サイモン・シャーマ著『風景と記憶』(Landscape and Memory)を読みました。2段組みで650ページを超える大著です。本の性格上、多数の図版(カラー図版を含む)を収録しています。さすがに読み通すのに時間がかかりました。

 

 帯に従来の歴史学の手法を捨て去るとあり、著者は歴史学者のようです。個人的には歴史の要素を含みつつも、景観論、美術論、神話論などを含んだ、極めて学際的な本という印象をもちました。

 

 リトアニアの森の話から始まります。そこからドイツの森の話になり、第一部のテーマは「森」です。第二部のテーマは「水」で、ナイル川、ライン川などの話になります。第三部は「岩山」になり、アメリカのラシュモア山(アメリカの大統領の顔の像で有名ですが、ここに女性像を作る計画があったというのは本書で初めて知りました)や、アルプスの話になります。
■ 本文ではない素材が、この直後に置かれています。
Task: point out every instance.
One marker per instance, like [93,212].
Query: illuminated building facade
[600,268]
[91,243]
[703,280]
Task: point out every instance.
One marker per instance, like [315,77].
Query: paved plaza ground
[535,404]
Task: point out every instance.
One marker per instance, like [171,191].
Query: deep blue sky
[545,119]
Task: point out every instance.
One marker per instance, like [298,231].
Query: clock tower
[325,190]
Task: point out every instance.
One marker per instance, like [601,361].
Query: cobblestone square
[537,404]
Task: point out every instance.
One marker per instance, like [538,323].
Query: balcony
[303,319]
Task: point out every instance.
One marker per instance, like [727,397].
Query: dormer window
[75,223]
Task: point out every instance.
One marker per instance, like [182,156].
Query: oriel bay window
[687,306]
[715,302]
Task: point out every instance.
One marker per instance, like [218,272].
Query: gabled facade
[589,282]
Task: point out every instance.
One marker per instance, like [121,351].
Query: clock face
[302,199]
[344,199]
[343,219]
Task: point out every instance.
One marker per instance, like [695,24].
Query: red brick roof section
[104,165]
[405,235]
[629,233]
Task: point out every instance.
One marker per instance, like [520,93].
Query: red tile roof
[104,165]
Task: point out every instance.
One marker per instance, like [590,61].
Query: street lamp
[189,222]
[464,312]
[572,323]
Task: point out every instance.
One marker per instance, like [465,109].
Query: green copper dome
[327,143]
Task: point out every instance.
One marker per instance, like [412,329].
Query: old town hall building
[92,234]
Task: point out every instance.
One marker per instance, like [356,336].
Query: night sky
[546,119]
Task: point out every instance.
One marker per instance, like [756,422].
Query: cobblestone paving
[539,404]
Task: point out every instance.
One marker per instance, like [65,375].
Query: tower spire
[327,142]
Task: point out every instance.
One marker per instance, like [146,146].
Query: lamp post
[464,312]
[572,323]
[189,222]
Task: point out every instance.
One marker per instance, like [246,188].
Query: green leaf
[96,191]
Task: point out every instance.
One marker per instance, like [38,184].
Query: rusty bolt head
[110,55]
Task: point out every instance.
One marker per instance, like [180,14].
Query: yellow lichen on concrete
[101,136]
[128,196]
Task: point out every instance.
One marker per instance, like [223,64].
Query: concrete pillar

ウィンバーの『アルプス登攀記』も言及されていますが、かつて魔が棲むとされた山にヨーロッパ人たちがいかに登るようになったかについては、以前から関心がありました。四部では森、水、岩山すべてを合わせて、古代ギリシアの理想郷「アルカディア」などの話になります。

 

 「風景とは、木と水と岩に投影された人間の想像力そのものなのだ。それは自然である前に文化であり、人間の心が創り上げたものにほかならない。」とあります。確かに、人間は感覚器官を通して知覚したものを脳内で認識するわけで、外界はすべて文化といってもいいくらいです。風景も自然ではなく文化だと思います。人間の心が変化すれば風景も変化する。心の持ちようで風景も変わる、というわけです。それらを例えばジョン・コンスタブルや、J・M・ターナー、二コラ・プーサンらの風景画を引用しながら論じています。

 

 とにかく厚い本で読み通すには根気がいると思います。